My research is primarily concentrated in four areas: environmental justice, the equity and justice dimensions of the U.S. energy transition, public attitudes about energy and the environment, and state environmental regulation.
Environmental justice issues emerged on the public agenda beginning in the 1980s, spawning a new social movement that aligned the civil rights and environmental advocacy community, and leading to a multitude of policy initiatives at all levels of government. To date, nearly all of the empirical work in the vast environmental justice literature has focused on either race or class-based disparities in the location of polluting facilities or exposure to pollution. My work examines a third type of disparity: inequities in enforcement of environmental policies. This is an important area for research because environmental justice advocates have long argued that government is unequal in its enforcement of public health and environmental laws.
U.S. Energy Transition and Energy Justice.[Project website]
This project examines equity and justice dimensions of the U.S. energy transition (i.e., the move away from fossil fuels to cleaner, renewable sources of energy). This research offers insights on what energy justice means as it relates to the energy transition and what individuals and communities on the frontline are facing, what vulnerability means in the energy justice context, what types of programs are in place to address these issues and how well local governments in particular are responding to local vulnerability, how well certain regulatory protections can help vulnerable communities. Most recently, we are examining how energy insecurity is being affected by the COVID-19 pandemic.
Public Attitudes about Energy and the Environment.
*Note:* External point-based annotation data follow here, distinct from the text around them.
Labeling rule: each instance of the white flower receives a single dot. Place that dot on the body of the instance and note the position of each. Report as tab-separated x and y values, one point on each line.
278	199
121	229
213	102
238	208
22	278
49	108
I am working on several projects that examine public attitudes toward various energy and environmental issues. This work addresses both salient public policy issues and important theoretical questions in the public opinion literature. My research in this area seeks to understand how Americans prioritize environmental issues, what they expect of government in terms of addressing problems, and how Americans perceive energy options, energy infrastructure (e.g., power plants, pipelines) and climate change and energy policies.
State Environmental Regulation.
Much of my research focuses on how federalism shapes U.S. state environmental politics and policy. Most U.S. federal pollution control programs are based on a model of regulatory federalism, in which the federal government has primary responsibility to set national standards, while states have the authority to implement and enforce these standards within their borders. This decentralized regime of environmental protection provides states with extraordinary discretion to determine their preferred level of enforcement of important federal pollution control programs such as the Clean Air Act and the Clean Water Act. My work leverages this variation in state regulatory behavior to understand the spatial and temporal dynamics of regulatory enforcement, with a focus on understanding and estimating the effects of the political, economic, geographical, and contextual factors that drive state enforcement decisions.